Britain’s most notorious prisoner, Charles Bronson, has begged for freedom after spending more than 40 years behind bars.
In a bizarre voice message sent to Sky News, Bronson, now aged 70, said: “I bet you can’t believe I’m still in, can you? It’s an absolute liberty. I’ve never murdered anyone; I’ve never raped anyone. What am I in jail for? People don’t believe it. They think I’m a serial killer.”

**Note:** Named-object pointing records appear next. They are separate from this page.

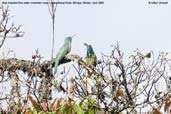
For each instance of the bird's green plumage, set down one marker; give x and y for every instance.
(91, 58)
(63, 51)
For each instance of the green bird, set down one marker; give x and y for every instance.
(63, 51)
(90, 58)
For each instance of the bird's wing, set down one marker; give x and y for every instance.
(64, 50)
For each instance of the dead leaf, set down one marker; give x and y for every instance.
(55, 104)
(34, 103)
(167, 104)
(156, 111)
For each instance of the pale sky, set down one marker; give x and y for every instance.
(133, 23)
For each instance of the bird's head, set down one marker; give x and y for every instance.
(85, 44)
(68, 39)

He also went on to say that he would “shock the planet” at his proposed public parole hearing, a rule change which will mean that parole hearings will be heard in public for the first time. “I’m the first man in Britain to have a public one (parole hearing) and the reason I’m doing that is I’m going to expose the system for what it’s done to me,” he said in the message. It’s all coming out in the wash, my side of the story, and the truth is mate, it’s going to shock the planet.”
Signing off, he said: “Between you and me, I can still do 95 press-ups in 30 seconds, so I’m still the guv’nor. Good luck, your old china Charlie.” Having spent time in the Broadmoor, Rampton and Ashworth high-security psychiatric hospitals, Bronson was first jailed for seven years for armed robbery in 1974. In 1999, he took an art teacher—who had criticised his drawing ability—hostage and, wielding a homemade spear and a broken bottle, he tugged him along with a skipping rope around his neck for two days.

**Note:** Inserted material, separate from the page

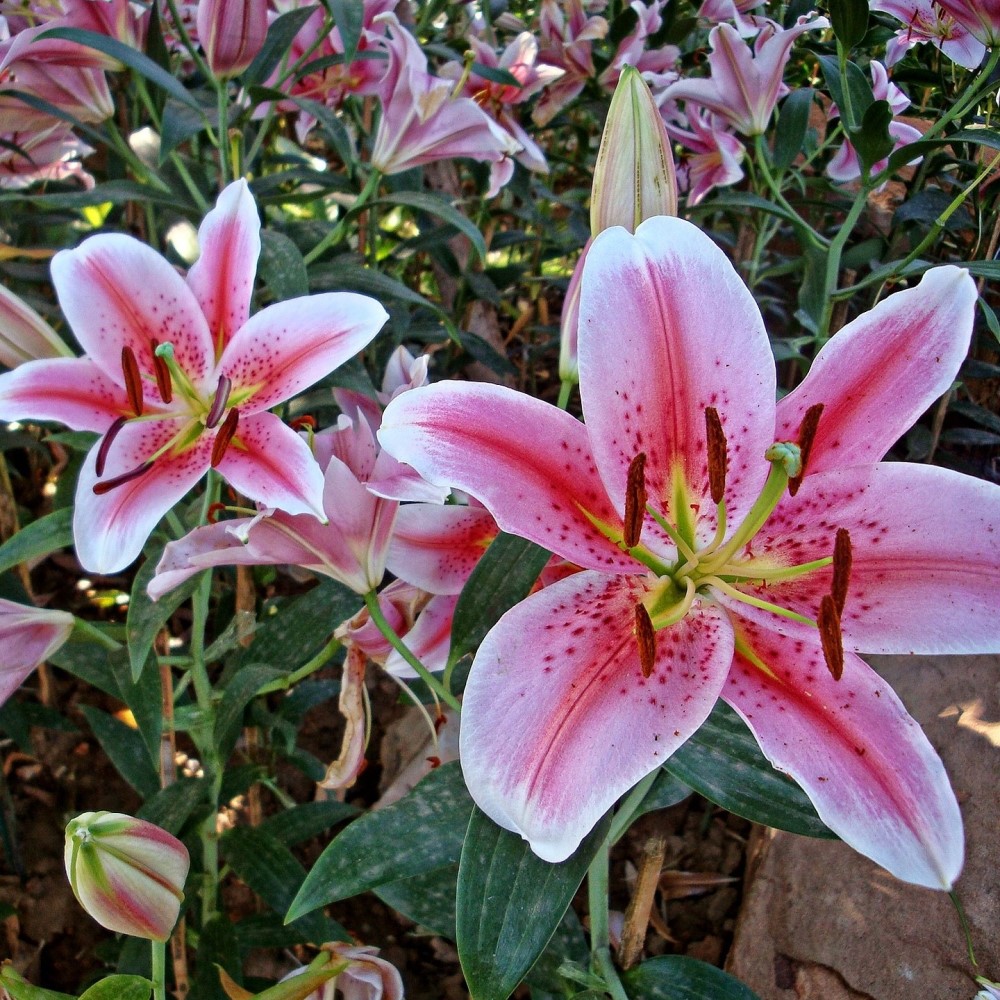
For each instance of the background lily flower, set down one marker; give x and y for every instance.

In a separate incident, Bronson once took two Iraqi hijackers and another inmate hostage at Belmarsh Prison, demanding a helicopter to Cuba and a cheese and pickle sandwich during negotiations and threatening to eat one of his captives. He has been given life sentence with a minimum term of three years and has been turned down for parole ever since. However, in a new bid for freedom, his solicitor, Dean Kingham, has reached out to Justice Secretary, Dominic Raab, explaining that the notorious inmate had not committed any violent crimes in the last five years.
Describing the inmate as a “political prisoner” in the letter, he said: “You have the power under the Prerogative of Mercy to grant Mr Salvador’s release without requiring him to go in front of the Parole Board… He has not been violent for a significant number of years and his risk is primarily towards prison governors.”

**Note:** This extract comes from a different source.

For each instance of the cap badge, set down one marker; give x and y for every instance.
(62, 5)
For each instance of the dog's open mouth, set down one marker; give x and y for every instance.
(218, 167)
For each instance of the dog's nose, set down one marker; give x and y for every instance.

Earlier this year, Bronson claimed he would be a free man after his public parole hearing had been approved: “I’ve got my jam roll [parole] coming up. All my reports are excellent. It’s looking good, it really is. I’m closer now to getting out than I have been in 30-odd years. Up to now there’s not a date, but it’s looking like June, July. I’m the first man in the British Isles to have a public parole hearing. All these decades I’ve done.”